Incluso si Mark Zuckerberg opta por el precio máximo de 38 dólares, que se corresponde con una valoración de 82.000 millones de dólares, no me sorprendería que el valor de mercado superase los 100.000 millones de dólares el primer día de negociación, que equivaldría a un precio por acción de apenas 47 dólares. Todo ello supondría un PER de hasta 100 veces, que es probablemente el máximo al que la acción puede aspirar en la época actual, antes de que el precio entre en un mundo ideal, pero, al fin y al cabo, nunca se sabe.
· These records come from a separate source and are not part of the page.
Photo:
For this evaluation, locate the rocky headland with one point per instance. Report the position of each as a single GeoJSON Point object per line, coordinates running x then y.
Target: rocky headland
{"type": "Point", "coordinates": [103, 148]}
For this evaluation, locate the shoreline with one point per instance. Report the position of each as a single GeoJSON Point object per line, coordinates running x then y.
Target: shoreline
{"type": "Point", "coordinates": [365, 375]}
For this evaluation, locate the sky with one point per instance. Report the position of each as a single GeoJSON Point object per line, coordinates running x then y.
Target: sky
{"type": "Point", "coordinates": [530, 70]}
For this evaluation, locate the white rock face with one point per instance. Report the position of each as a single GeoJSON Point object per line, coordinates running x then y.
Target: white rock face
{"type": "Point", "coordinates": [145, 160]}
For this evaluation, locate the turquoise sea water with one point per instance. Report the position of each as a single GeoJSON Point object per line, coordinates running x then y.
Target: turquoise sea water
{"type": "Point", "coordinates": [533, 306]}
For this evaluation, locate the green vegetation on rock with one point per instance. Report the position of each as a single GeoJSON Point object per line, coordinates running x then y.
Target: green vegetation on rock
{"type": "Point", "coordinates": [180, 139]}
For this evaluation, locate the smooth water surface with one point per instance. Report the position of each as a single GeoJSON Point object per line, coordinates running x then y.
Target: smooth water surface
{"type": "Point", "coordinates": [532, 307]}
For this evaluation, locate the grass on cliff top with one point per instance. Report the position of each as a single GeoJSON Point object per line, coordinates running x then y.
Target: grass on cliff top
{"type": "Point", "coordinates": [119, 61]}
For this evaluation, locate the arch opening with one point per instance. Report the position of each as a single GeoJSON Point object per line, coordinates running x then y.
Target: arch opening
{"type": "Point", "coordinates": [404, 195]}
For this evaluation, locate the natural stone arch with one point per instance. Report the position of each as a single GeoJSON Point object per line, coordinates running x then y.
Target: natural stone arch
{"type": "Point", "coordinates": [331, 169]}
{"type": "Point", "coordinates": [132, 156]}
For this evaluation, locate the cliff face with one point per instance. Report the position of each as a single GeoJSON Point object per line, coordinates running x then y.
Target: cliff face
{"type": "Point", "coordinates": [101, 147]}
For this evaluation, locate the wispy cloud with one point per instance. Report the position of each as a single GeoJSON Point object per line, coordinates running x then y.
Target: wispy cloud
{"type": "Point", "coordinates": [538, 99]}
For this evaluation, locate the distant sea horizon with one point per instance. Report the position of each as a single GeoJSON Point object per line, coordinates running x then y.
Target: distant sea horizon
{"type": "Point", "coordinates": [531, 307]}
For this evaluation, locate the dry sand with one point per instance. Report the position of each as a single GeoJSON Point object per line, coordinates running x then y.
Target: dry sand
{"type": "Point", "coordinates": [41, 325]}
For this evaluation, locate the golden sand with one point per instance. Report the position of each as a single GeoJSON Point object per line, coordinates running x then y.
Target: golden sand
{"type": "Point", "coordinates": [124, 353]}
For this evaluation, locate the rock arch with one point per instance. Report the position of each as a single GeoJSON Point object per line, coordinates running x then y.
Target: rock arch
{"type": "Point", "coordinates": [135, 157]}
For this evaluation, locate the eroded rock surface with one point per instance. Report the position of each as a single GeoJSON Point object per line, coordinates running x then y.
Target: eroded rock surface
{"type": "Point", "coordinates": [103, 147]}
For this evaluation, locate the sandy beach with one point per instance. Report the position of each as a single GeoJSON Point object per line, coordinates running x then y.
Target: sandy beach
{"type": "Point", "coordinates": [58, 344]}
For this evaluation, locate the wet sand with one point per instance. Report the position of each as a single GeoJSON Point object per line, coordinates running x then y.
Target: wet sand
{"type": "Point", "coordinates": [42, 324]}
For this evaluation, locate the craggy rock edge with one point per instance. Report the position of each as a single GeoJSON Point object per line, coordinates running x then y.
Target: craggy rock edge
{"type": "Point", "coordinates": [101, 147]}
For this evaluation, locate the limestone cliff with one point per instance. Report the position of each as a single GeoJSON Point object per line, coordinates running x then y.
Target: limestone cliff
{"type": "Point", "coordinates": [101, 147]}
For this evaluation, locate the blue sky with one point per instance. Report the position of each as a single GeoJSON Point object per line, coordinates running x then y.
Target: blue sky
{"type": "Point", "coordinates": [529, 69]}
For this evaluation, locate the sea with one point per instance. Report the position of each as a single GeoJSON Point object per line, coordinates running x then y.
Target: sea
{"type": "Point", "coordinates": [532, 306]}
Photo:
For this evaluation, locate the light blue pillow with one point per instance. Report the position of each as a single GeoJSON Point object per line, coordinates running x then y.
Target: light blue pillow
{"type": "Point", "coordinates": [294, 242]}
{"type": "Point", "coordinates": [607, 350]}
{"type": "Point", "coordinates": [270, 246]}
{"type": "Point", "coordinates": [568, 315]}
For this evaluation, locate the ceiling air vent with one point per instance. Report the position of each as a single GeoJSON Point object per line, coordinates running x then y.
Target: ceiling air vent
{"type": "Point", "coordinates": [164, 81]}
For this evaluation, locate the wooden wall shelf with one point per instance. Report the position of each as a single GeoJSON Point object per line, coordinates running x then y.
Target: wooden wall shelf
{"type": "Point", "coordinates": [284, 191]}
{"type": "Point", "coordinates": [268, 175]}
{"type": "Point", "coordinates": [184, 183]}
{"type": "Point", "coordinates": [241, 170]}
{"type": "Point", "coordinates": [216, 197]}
Desde mi punto de vista, una buena parte de los nuevos inversores no ha aterrizado con intención de quedarse a largo plazo. Por tanto, vamos a observar cómo toda una tanda de nuevos inversores se coloca en niveles por encima del elevado precio de la OPV. Es probable que estos inversores no vayan a cumplir con el horizonte temporal que Mark Zuckerberg tiene en la cabeza. En primer lugar, conviene tener en cuenta el hecho de que Facebook no necesita salir a bolsa. Tiene dinero. Gana dinero. La normativa de la Comisión de Bolsa y Valores de EE.UU. obliga a la compañía a cotizar en el mercado. Así pues, en adelante, el inversor no debería esperar un CEO con ganas de agradar a sus inversores, ya que, probablemente Mark Zuckerberg estaría más a gusto sin ellos. Dispone de todo el tiempo del mundo (y dinero) para lograr que Facebook crezca de la manera que considere óptima.

Todo ello supone que durante los primeros años, es posible que los beneficios de Facebook sigan la senda que esperan los inversores, dado que la agenda de Zuckerberg (tal y como hemos comentado más arriba) nada tiene que ver con la del inversor medio de la compañía. Podemos estar seguros de que él va a ir a lo suyo.

La consecuencia de cuánto hemos contado: los inversores se enfrentan a un mayor riesgo a corto plazo puesto que la valoración del PER de hasta 100 veces apenas deja margen para la decepción o el error y los inversores serán quienes paguen el pato.

Por tanto, lo mejor puede que sea esperar a que la valoración del PER vuelva al nivel de 50-60 veces y cuando estemos seguros de esto, invertir. Pero estrategia exigiría un horizonte de tiempo muy largo, a 5-10 años. En otras palabras, guardar la acción en el fondo del armario y esperar a que la inversión compense. No conviene perder de vista que esta estrategia tiene visos de un estivo de inversión de valor.